Dalla Lombardia le spinta all'apertura sono forti. "Chiedo al Governo, ho sentito il ministro Boccia, due cose: la prima, semplice, è che se non si dovesse poter uscire dalla Lombardia dal 3 giugno, cosa che io non mi auguro, è che non ce lo dicano il giorno prima; la seconda è in base a quali parametri?" dice il sindaco di Milano, Giuseppe Sala, al Tg3, a proposito del rischio che la Lombardia sia esclusa dalla libertà di circolazione tra regioni dal 3 giugno dopo le restrizioni per il Coronavirus. "Si rischia di farci piovere dall'alto una decisione che non si compende, i parametri saranno l'R con zero, il numero dei tamponi fatti, le terapie intensive, allora io non pretendo di avere ragione, ma sono sempre stato trasparente nei confronti dei cittadini, li coinvolgo, ed è sempre meglio. Che non ce lo facciano piovere dall'alto allora, ci spieghino perché sì e perché no" ha aggiunto Sala.

C'è chi chiede tamponi obbligatori per chi va o rientra dalle parti d'Italia dove si registrano ancora tanti casi positivi. Apertura immediata e senza restrizioni tra le regioni con lo stesso, basso, indice di contagi e tamponi obbligatori. E' il pensiero del sindaco di Napoli, Luigi de Magistris, intervenuto a Tagadà su La7. Per l'ex pm il 3 giugno "prima o poi deve arrivare". "A me preoccupa un po' la rete di protezione sanitaria che non è ancora all'altezza di una sfida di questo tipo.
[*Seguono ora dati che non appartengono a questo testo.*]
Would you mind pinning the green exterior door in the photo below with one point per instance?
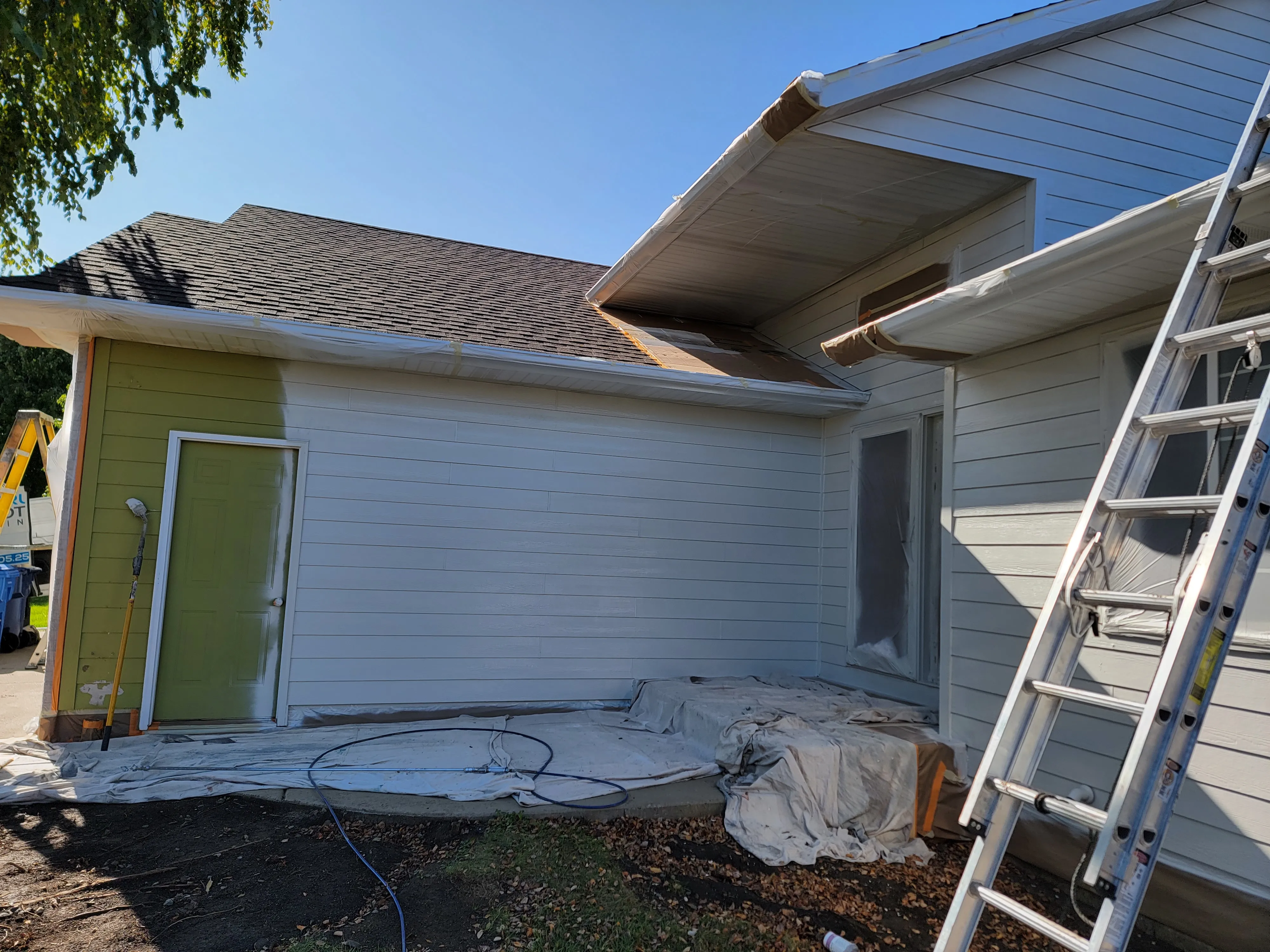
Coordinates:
(231, 548)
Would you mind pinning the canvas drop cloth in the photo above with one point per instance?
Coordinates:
(159, 766)
(811, 769)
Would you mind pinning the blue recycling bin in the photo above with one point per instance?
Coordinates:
(17, 587)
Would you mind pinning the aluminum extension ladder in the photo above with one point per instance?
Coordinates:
(1203, 611)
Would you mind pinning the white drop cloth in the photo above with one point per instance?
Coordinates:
(601, 744)
(805, 776)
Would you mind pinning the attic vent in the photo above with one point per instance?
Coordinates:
(901, 294)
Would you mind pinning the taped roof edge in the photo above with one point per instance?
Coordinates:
(1125, 239)
(817, 97)
(59, 321)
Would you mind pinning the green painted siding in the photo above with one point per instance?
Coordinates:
(139, 395)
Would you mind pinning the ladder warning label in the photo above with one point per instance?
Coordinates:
(1127, 901)
(1207, 666)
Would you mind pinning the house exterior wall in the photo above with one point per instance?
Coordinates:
(1104, 125)
(989, 238)
(468, 543)
(1031, 426)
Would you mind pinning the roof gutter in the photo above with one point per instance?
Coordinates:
(1116, 243)
(796, 107)
(54, 319)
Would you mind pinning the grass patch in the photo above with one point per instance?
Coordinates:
(565, 892)
(40, 612)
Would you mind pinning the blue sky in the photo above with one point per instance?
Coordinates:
(554, 128)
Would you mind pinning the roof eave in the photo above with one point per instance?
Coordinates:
(60, 321)
(815, 98)
(980, 49)
(1125, 239)
(796, 107)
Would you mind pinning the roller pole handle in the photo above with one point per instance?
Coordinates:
(119, 668)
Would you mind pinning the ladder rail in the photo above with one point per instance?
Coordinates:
(1127, 472)
(1028, 718)
(1219, 601)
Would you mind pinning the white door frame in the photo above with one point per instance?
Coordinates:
(164, 555)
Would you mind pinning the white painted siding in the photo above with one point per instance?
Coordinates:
(991, 237)
(467, 543)
(1029, 441)
(1106, 124)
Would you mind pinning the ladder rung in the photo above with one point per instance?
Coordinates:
(1254, 185)
(1037, 922)
(1221, 337)
(1240, 263)
(1200, 418)
(1163, 507)
(1070, 809)
(1086, 697)
(1140, 601)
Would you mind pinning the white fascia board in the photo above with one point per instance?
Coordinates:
(878, 82)
(980, 49)
(1122, 241)
(60, 321)
(739, 161)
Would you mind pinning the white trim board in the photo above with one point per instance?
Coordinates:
(163, 560)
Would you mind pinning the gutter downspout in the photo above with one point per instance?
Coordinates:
(797, 106)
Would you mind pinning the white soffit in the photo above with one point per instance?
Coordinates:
(53, 319)
(1127, 263)
(782, 215)
(815, 210)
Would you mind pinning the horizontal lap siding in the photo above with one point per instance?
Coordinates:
(1106, 124)
(986, 239)
(1029, 441)
(491, 544)
(468, 543)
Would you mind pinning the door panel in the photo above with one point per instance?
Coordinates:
(231, 546)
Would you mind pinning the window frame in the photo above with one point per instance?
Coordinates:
(920, 663)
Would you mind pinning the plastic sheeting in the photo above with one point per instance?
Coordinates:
(806, 776)
(476, 765)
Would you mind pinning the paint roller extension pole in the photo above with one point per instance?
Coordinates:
(139, 510)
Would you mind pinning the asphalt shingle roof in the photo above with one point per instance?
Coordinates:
(270, 263)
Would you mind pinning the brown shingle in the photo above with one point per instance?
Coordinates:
(269, 263)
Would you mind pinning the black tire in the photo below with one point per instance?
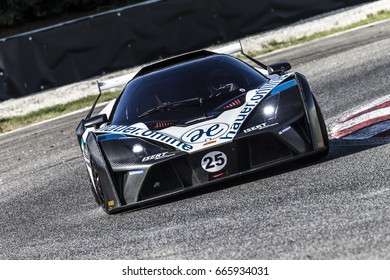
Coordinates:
(323, 153)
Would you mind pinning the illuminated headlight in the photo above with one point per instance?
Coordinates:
(137, 148)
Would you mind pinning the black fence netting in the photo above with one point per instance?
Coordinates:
(136, 34)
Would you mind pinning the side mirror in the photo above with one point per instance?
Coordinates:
(95, 120)
(278, 68)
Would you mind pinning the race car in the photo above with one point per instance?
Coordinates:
(194, 120)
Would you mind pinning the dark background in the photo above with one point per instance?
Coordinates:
(136, 34)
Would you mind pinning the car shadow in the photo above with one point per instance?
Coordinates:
(338, 148)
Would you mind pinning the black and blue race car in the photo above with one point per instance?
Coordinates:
(194, 120)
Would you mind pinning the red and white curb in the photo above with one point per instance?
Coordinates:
(366, 123)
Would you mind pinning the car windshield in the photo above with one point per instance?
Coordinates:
(213, 80)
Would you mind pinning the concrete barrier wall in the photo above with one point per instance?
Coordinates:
(137, 34)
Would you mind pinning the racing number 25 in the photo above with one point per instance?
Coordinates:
(214, 161)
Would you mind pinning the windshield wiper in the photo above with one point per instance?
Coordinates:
(172, 105)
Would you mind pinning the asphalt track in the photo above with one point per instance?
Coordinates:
(338, 208)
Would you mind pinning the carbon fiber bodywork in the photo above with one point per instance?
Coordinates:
(132, 166)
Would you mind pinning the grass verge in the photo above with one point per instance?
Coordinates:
(8, 124)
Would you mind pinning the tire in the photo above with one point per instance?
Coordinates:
(325, 152)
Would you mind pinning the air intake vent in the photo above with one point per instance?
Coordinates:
(156, 125)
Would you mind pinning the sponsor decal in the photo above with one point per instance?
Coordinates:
(260, 94)
(158, 156)
(205, 133)
(259, 127)
(214, 161)
(284, 130)
(146, 133)
(136, 172)
(209, 143)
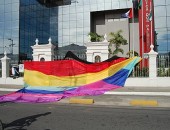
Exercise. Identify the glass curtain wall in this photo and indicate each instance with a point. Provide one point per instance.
(36, 21)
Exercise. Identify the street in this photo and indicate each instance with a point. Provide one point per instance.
(56, 116)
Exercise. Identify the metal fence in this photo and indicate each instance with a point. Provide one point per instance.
(140, 70)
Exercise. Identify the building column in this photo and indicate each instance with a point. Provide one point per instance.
(5, 66)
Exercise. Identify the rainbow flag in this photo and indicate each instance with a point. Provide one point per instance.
(51, 81)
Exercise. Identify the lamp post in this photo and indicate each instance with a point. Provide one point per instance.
(11, 45)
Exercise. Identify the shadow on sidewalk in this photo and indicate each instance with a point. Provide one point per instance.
(21, 123)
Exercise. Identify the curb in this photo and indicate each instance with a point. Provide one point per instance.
(151, 103)
(81, 101)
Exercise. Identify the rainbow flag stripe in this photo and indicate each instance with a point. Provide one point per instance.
(54, 80)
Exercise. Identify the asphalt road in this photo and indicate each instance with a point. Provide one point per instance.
(77, 117)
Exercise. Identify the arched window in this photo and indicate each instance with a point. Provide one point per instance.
(97, 59)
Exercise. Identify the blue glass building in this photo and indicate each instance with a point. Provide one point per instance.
(68, 23)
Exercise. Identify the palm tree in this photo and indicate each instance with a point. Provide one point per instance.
(117, 40)
(95, 37)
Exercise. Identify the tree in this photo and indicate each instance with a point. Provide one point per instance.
(117, 40)
(95, 37)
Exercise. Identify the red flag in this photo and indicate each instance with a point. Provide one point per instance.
(128, 14)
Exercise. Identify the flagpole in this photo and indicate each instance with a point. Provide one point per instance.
(151, 23)
(133, 46)
(142, 31)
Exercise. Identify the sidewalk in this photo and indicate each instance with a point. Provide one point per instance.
(126, 96)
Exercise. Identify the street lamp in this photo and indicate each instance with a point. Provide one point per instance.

Io prevederei tamponi obbligatori per chi va verso regioni ancora infettate in maniera significativa come la Lombardia e viceversa". Ragionevole l'idea di De Magistris, ma poco praticabile. In questi mesi il tampone non è stato fatto in molti casi nemmeno a persone con sintomi: difficile pensare che possa essere fatto il test molecolare a tappeto su chiunque voglia uscire o entrare in Lombardia, cuore pulsante dell'economia italiana.

Sulla possibilità che anche il Piemonte e la Lombardia, ancora con un numero alto di casi, possano riaprire agli spostamenti con altre Regioni "non ci sono allarmi particolari che arrivano dagli indicatori" secondo Franco Locatelli, presidente del Consiglio superiore di sanità (Css) e componente del Comitato tecnico scientifico della Protezione civile, in una intervista a 'Il Messaggero'. "Io mi auguro che Piemonte e Lombardia siano pronte", aggiunge. "Tanto è vero che la Lombardia tra prima e seconda valutazione, è dal scesa dal 'livello 3' al 'livello 2' - spiega Locatelli - Entreranno in gioco anche considerazioni differenti che verranno fatte dal Governo, presidente del Consiglio, ministeri degli Affari regionali e Salute con i presidenti delle Regioni. Penso che si possa arrivare ad avere un approccio allargato anche a Piemonte e Lombardia. E' un auspicio - conclude - le condizioni esistono, ma ovviamente aspettiamo i dati di questi giorni".